When asked about their goals before the start of the 2019-20 season, it was a uniform refrain from the members of the North Douglas girls’ basketball team: “Get to Baker.”
On Friday, Feb. 28 that goal became reality when the sixth-ranked Warriors (11-0 league, 23-3 overall) took down visiting 14th-ranked Powder Valley (9-2, 15-11) by a final score of 34-23 in the first round of the OSAA 1A state playoffs.
With the win, North Douglas punched their ticket to the state quarterfinals, to be held this weekend in Baker, Ore., where they will play third-ranked Perrydale in a rematch from an earlier game this season. While the Pirates won that game 44-40, Warriors’ head coach Jody Cyr is looking forward to the prospect of getting another shot at one of the top teams in the state.
“I’m super excited about that,” Cyr said. “I’ve talked to their coach a lot this year and developed a pretty good relationship with him and it’s kinda what we both wanted … but we shall see.”
Before round two against Perrydale was set, however, the Warriors first needed to get through a sizable obstacle in Powder Valley, the runners-up in last year’s state championship game.
The Badgers boast a roster of five players over 5 feet 10 inches tall with a shooting prowess that North Douglas had trouble matching. Early, costly turnovers by the Warriors compounded and helped Powder Valley jump out to an 11-6 lead at the end of the first quarter.
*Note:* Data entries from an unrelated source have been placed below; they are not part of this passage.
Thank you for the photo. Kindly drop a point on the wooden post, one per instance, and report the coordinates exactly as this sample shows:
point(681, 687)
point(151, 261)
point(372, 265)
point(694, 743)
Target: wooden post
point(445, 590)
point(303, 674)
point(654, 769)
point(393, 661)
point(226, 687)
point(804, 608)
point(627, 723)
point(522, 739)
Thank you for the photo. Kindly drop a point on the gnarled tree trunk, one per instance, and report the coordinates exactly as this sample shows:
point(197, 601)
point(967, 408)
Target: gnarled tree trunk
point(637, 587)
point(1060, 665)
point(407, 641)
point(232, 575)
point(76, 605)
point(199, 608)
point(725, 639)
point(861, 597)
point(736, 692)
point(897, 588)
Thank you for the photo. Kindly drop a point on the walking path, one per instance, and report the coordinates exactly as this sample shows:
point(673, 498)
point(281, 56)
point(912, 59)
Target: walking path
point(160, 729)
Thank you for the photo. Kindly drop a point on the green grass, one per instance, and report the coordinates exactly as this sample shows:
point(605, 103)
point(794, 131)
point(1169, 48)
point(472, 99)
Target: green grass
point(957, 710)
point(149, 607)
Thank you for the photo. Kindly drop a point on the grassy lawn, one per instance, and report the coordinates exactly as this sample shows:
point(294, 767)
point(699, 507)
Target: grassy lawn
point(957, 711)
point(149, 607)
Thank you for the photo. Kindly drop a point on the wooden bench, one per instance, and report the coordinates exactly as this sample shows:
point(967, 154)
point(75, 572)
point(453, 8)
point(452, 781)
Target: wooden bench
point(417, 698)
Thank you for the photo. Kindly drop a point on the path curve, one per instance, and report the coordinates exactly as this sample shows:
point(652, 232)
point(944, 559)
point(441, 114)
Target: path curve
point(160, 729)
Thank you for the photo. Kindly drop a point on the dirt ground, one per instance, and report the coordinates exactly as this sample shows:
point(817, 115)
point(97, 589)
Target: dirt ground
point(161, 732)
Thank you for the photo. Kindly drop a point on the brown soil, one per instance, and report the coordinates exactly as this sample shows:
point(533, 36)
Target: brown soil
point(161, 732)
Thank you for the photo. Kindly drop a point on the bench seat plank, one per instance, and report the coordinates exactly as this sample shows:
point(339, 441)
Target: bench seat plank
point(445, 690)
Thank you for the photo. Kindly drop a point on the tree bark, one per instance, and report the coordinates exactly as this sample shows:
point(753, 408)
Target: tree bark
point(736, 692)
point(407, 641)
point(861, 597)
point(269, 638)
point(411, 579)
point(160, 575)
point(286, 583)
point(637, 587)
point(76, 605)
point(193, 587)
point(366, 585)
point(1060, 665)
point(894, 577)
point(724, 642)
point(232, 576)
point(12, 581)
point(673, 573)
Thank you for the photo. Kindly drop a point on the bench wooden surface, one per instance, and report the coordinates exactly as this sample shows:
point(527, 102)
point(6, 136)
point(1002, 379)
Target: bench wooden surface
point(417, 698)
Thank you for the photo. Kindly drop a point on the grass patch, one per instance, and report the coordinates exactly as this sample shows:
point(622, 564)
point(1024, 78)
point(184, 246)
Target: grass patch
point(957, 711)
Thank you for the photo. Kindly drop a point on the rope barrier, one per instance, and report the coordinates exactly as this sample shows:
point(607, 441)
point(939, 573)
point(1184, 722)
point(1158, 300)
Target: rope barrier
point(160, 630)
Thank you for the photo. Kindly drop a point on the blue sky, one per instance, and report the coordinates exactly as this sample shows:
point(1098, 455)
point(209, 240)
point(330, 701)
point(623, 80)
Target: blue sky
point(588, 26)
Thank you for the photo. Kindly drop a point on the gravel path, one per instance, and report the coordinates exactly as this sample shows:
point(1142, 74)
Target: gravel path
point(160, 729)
“The problem with [Powder Valley] was they were big enough to pass out of our traps,” Cyr said. No worry, as dealing with a size disadvantage is nothing new for North Douglas. So, the team refocused on what got them this far: timely, in-game adjustments and full-court defensive intensity.
Powder Valley didn’t know it yet, but by the time the second half began, North Douglas already had the upper hand and immediately clicked into a higher gear.
“It was needed (improvement),” Cyr said after the game, “but I felt like we definitely never gave up and gave them fits where they didn’t want it. I was proud of the girls, especially Sofia [Alcantar]. She had a heck of a good game.”
Between Nicki Derrick - who pounded the paint, putting Powder Valley post players in foul trouble all game - and Alcantar, the Warriors turned the game decidedly in their favor in the third quarter.
“I talk a lot to Nicki just one-on-one,” Cyr said. “I don’t think there’s anyone in our conference that can keep Nicki from getting to the basket. She’s hard to stop. She’s so much deceivingly faster than people give her credit for. I feel like we can spread the floor any time she can get to the basket and … it worked out pretty well.”
The Warriors held a 19-15 lead midway through the third quarter when the following sequence occurred: Alcantar stole the ball from the Badgers near halfcourt, drove to the hoop and got the layup and the foul. Alcantar stole the ball again on the next play and passed to junior Natalie Thompson who finished with a layup of her own. In a matter of less than a minute, a four-point lead became nine and North Douglas never looked back. After allowing 11 points to Powder Valley in the first quarter, they gave up just 12 in the remaining three.
“I felt like [Alcantar] turned the game single-handedly in the third quarter,” Cyr said. “She didn’t let them do anything they wanted to do, which is what I love. That’s the intent of playing in-your-face defense.”
Ultimately, it was a combination of executing the same things that earned the Warriors an undefeated league record and an as-yet-unseen confidence and smoothness that helped earn them a return to Baker after a two-year hiatus.
“Another key, and I was proud of the girls because we talked about it a lot at halftime and prior to the game, was we talked about being intentional,” Cyr added. “Like, knowing the situation, knowing the clock, just being smart basketball players.”
With Derrick playing more aggressively than ever, Alcantar feasting on the defensive end and an egalitarian roster of starters and bench players who are all capable of contributing, the team sure looked the part of a smart, intentional group.
It’s a recipe for a team with a high ceiling and the potential for a deep playoff run, but Cyr knows there’s still work to be done and a bevy of talented teams waiting for them east of the Cascades.
“We’ll get back to work tomorrow and Monday, then head to Baker.”
“Get to Baker” was the goal. Now, the girls are on their way, but when you compile a league and overall record like the Warriors, take down last year’s second place team and look better than ever doing it? Well, goals can change.